Achieving this will be a major step towards bridging the gap between the plant world and the pharmaceutical world allowing supply of standardized plant product to the medical users.  Obtaining science-based information about the plant response to changes in cultivation conditions is thereby required for development of regulated production endeavors, and is currently the focus of several studies in my lab. Our understanding of the contribution of various chemicals in cannabis for specific medical indications is growing rapidly and is likely to generate many various required chemical profiles to target specific indications and conditions, and for personalized medicine.

 

Precision agriculture can be harnessed for unification of the cultivation conditions spatially and temporally in the cultivation sites and for site specific crop management.
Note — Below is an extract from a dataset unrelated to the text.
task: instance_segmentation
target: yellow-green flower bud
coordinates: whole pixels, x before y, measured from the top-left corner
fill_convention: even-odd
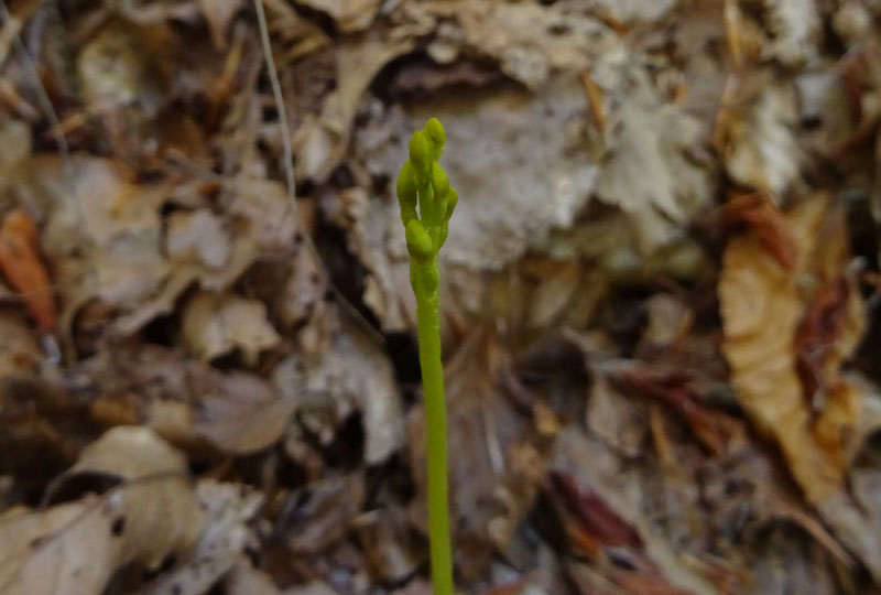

It is a potential tool that should be explored for standardization of the growing conditions and quality of the medical product, once the optimal growing conditions will be determined. A farming management concept based on responding to inter and intra-field variability in crop and environmental conditions such as temperature, light quality and intensity, fertilization and irrigation inputs and more, may be used to define a decision support system for cultivation management.

It should be noted that since the cannabis sativa plant and the derived plant materials are defined in many countries as illegal drugs, research efforts involving this plant or its products require specific infrastructure, licenses and various authorizations. Advancing the scientific knowledge in this fascinating area of research is therefore more demanding compared to work with conventional plants, requiring regulatory efforts in addition to scientific skills.